A Jersey-based trust company which had “inadequate” procedures for identifying individuals at greater risk of involvement in bribery and corruption – and rated one risky client as “low risk” for more than a decade - has agreed to settle with the regulator after "significant and material" compliance failings were uncovered.
An on-site examination of Lutea Holdings Limited was undertaken in 2019 by the Jersey Financial Services Commission following concerns over the company's compliance with financial regulations.
When this examination identified "serious deficiencies", Lutea was placed under full investigation in 2020.
The JFSC has now confirmed that it has settled with the business, but did not provide details of the settlement.
In a public statement, the JFSC said its investigation revealed that "between 2018 and 2021, Lutea failed to organise and control its affairs effectively for the proper performance of its business activities and did not operate adequate risk management systems."
Pictured: Lutea Holdings Limited have agreed to settle with the JFSC for significant and material breaches of regulatory requirements.

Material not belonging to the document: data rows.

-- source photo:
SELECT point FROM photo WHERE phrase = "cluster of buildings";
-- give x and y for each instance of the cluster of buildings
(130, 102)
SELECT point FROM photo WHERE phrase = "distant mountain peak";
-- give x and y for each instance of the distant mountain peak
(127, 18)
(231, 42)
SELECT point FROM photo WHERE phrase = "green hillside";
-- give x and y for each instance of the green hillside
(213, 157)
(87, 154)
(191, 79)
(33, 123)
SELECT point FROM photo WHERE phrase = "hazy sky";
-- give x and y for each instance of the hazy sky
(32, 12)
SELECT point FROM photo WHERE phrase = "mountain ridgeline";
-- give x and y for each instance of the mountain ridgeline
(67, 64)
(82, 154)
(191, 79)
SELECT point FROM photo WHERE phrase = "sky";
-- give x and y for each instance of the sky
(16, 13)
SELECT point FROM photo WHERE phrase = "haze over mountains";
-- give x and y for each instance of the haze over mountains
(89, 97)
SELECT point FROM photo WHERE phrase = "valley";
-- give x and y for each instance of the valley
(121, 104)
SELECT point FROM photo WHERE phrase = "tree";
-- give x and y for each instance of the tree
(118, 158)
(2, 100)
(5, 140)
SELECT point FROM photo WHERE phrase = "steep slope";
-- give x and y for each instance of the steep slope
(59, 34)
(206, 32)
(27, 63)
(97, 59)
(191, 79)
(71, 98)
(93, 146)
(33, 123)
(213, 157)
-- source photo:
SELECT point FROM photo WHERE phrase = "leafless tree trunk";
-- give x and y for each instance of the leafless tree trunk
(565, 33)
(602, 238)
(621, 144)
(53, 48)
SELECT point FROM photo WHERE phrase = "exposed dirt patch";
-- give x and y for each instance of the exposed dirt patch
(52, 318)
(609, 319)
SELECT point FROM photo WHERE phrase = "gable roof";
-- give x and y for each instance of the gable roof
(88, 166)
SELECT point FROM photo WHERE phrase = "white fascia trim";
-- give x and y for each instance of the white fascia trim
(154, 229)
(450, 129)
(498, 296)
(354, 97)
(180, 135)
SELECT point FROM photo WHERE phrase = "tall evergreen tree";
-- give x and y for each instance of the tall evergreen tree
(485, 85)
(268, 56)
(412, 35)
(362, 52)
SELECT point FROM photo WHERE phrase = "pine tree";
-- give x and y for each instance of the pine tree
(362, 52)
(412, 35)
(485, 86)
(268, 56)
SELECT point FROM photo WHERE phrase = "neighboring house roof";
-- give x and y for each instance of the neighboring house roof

As a result of "systemic deficiencies in Lutea's corporate governance and internal systems and controls", the company was "vulnerable" to significant Money Laundering and Terrorism Financing risk. As a result, the company was found to "pose an unacceptable risk to the integrity and stability of Jersey's financial services industry."
Specifically, the investigation found that Lutea had an inadequate and out of date Business Risk Assessment and Strategy and lacked a formal strategy to counter money laundering and terrorism financing. The report also identified "limited ad-hoc compliance monitoring", with compliance reports lacking "sufficient detail and content" and a "lack of quantitive data, presented in a coherent manner."
Lutea was found to have inadequate Enhanced Due Diligence procedures, with no policy in place for the identification of politically exposed people (PEP's); that is, a person who has been entrusted with a prominent public function and therefore a person presenting a higher risk for potential involvement in bribery and corruption.
Pictured: Lutea had no policy in place for the identification of political exposed people who present a higher risk for potential involvement in bribery and corruption.
Moreover, the JFSC identified issues with Lutea's customer risk assessments. For example, one customer was rated as low risk for over 10 years, despite the presence of high risk factors and, in another case, two customer risk assessments conducted in 2018 failed to consider a customers connection to high risk jurisdictions and activities.
The JFSC also found that one customer risk assessment "stated there was no negative news and/or litigation despite the periodic review performed at the same time identifying beneficiaries that had been fined by tax authorities for falsifying records."
Lutea's customer record keeping was seen to be "very poor" with records "not kept in an adequate, orderly, or up to date manner."
Lutea reportedly lacked a central storage system, and directors regularly stored customer records in their own personal folders.
The JFSC's investigation concluded that the root of the problem lay with Lutea’s board of directors. According to the JFSC, the board "was ineffective, lacked awareness of regulatory requirements and engendered an organisational culture without due regard for compliance."
The board was mostly appointed internally, resulting in a "lack of diversity of skillset in its composition", with new board members receiving no formal induction and no personal development training.
As a result, the board was said to have "had insufficient understanding of requirements and best practice in governance, risk and compliance matters."
Kerry Petulla, Executive Director of Enforcement for the JFSC, commented: “The fight against financial crime is a priority for the JFSC.
"We expect businesses to maintain robust corporate governance arrangements and AML/CFT [Anti-money laundering/countering the financing of terrorism] systems and controls.
"In this case, the Lutea board was found to be ineffective and failed to promote an internal culture of compliance.”